Help the Less Fortunate
Taking useful products (like books, sport equipment, cloths, kitchen items, furniture, musical instruments, toys etc) that are being discarded by folks who no longer want or need them, and making them more affordable for to those who would like them is economical way for people get items that they need.
Helps Keep Resources in the Community Helping the Local Economy
Instead of dumping used products are given to local used outlets and charities, these resources are kept in the community helping the local economy.
Reuse Supports Local Communities and Local Social Programs
Through out the years reuse has been used as a significant way of getting needed items to the many disadvantaged members of a community. Social Programs and emergency programs depend heavily on second had merchandise. In addition there many reuse organizations that provide job-training and other responsibility programs for handicapped and at-risk youth.
Have Fun Antique Shopping
Seeking out used items you can often find very unique items and valuable items. This can be interesting and fun.
Supports Your Government
In the U.S. the government is one of the largest suppliers of used goods; it regularly sells off its surplus items.
Support Volunteer Organizations and Charities
Volunteer organizations and charities collect and resell used items as a way to support their community programs.

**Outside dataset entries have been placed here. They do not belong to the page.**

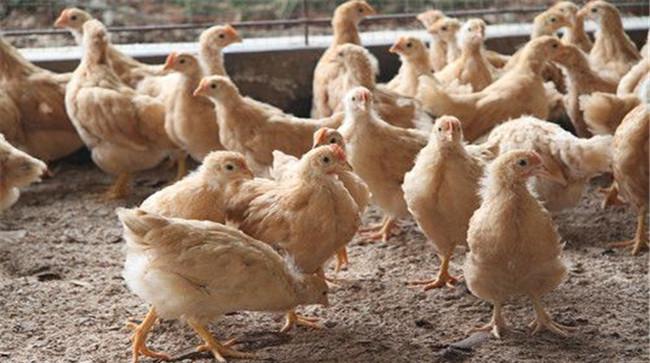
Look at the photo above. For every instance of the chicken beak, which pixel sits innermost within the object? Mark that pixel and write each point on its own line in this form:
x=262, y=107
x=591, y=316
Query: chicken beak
x=201, y=89
x=169, y=63
x=62, y=20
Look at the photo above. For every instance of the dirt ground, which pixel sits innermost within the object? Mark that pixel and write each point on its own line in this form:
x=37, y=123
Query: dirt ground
x=62, y=298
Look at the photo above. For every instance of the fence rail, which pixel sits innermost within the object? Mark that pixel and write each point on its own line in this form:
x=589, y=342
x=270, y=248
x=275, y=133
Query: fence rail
x=306, y=22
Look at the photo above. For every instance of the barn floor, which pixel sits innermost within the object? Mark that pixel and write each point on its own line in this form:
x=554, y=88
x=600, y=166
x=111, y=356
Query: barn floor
x=62, y=298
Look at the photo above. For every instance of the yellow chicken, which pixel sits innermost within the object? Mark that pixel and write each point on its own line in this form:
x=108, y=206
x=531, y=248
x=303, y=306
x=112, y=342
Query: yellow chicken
x=32, y=102
x=502, y=100
x=328, y=74
x=396, y=109
x=572, y=161
x=255, y=130
x=310, y=214
x=190, y=121
x=284, y=164
x=202, y=195
x=124, y=131
x=630, y=162
x=581, y=79
x=613, y=50
x=514, y=246
x=437, y=47
x=471, y=67
x=380, y=154
x=17, y=170
x=441, y=192
x=575, y=29
x=198, y=271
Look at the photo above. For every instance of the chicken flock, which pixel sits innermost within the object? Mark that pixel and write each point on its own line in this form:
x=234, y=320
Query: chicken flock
x=459, y=139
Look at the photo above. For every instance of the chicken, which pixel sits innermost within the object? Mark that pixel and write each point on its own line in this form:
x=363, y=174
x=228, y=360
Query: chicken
x=581, y=79
x=572, y=161
x=514, y=247
x=17, y=170
x=190, y=121
x=613, y=50
x=630, y=163
x=309, y=214
x=437, y=47
x=380, y=154
x=445, y=29
x=328, y=75
x=397, y=110
x=198, y=271
x=129, y=70
x=254, y=130
x=124, y=131
x=575, y=29
x=471, y=67
x=632, y=81
x=441, y=192
x=284, y=164
x=202, y=194
x=211, y=44
x=603, y=112
x=415, y=62
x=32, y=102
x=481, y=111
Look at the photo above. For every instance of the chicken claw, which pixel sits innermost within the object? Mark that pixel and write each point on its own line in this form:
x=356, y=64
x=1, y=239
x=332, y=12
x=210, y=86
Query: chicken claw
x=640, y=240
x=384, y=230
x=219, y=351
x=140, y=336
x=496, y=326
x=294, y=319
x=443, y=278
x=544, y=321
x=119, y=189
x=341, y=259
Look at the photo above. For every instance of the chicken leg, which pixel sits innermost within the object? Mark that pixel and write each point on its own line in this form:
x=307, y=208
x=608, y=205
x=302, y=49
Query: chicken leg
x=120, y=188
x=139, y=337
x=341, y=259
x=443, y=278
x=544, y=321
x=294, y=319
x=381, y=231
x=219, y=351
x=640, y=240
x=496, y=326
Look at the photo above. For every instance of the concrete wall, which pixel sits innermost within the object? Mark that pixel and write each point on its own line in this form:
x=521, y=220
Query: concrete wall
x=283, y=77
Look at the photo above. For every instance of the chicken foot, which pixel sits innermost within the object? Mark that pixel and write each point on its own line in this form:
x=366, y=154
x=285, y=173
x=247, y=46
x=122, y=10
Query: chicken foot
x=341, y=259
x=120, y=188
x=543, y=321
x=496, y=326
x=443, y=278
x=294, y=319
x=381, y=231
x=219, y=351
x=611, y=196
x=139, y=337
x=640, y=240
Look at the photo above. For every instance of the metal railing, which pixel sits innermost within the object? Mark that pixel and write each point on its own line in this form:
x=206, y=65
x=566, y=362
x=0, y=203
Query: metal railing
x=306, y=22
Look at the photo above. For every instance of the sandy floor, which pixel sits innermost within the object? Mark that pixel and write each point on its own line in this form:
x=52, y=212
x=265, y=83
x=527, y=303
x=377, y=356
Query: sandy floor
x=62, y=298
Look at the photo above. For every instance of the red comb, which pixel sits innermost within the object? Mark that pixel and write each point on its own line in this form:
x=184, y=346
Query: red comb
x=338, y=152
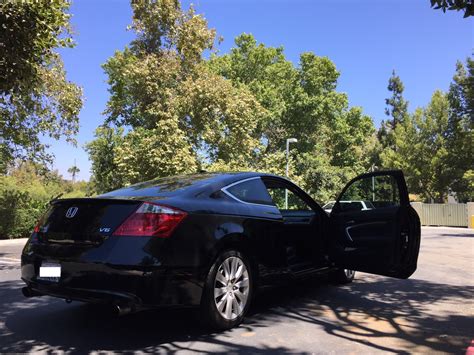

Of Course Reuse Saves the Environment
Reusing products limits the need for new products and their manufacturing processes which generally use energy that creates some pollution, plus the manufacturing of new goods uses natural resources.
One of the benefits of choosing reuse to help the environment is that it’s easy. There are so many ways to practice reuse. You can give away used items through all kind of events like Auctions, Bazaars, Book/Magazine Exchanges, Car Boot Sales, Drop & Swap, Estate Sales, Give-Away Swaps, Garage Sales, Garbage Fairs, Give-Away Shops, Jumble Sales, Material Exchanges, Reuse Fairs, Reuse Roundups, Rummage Sales, Salvage Yards, Swap Meets, Yard Sales, etc. Find a place to give to or organize your own reuse event.
Also you can purchase used goods form all kind of places if you look for them. Here are some examples: Arc Thrift Stores, Auctions, Brotherhood Of St. Laurence, Charitable Shops, Drop-Off Centers And Organizations, Classified Ads, Consignment Shops, Deseret Industries (In The Western U.S.), Ebay, Estate Sales, Flea Markets, Goodwill, Hospice Shops, On-Line Auctions, Opportunity Shops, Red Cross, Restore (See Habitat For Humanity International), Salvation Army, Second-hand Stores, Society of Saint Vincent de Paul, Surplus Stores, The Freecycle Network, Reuse Centres, Thrift shops, Used Equipment Stores, Value Village, Etc.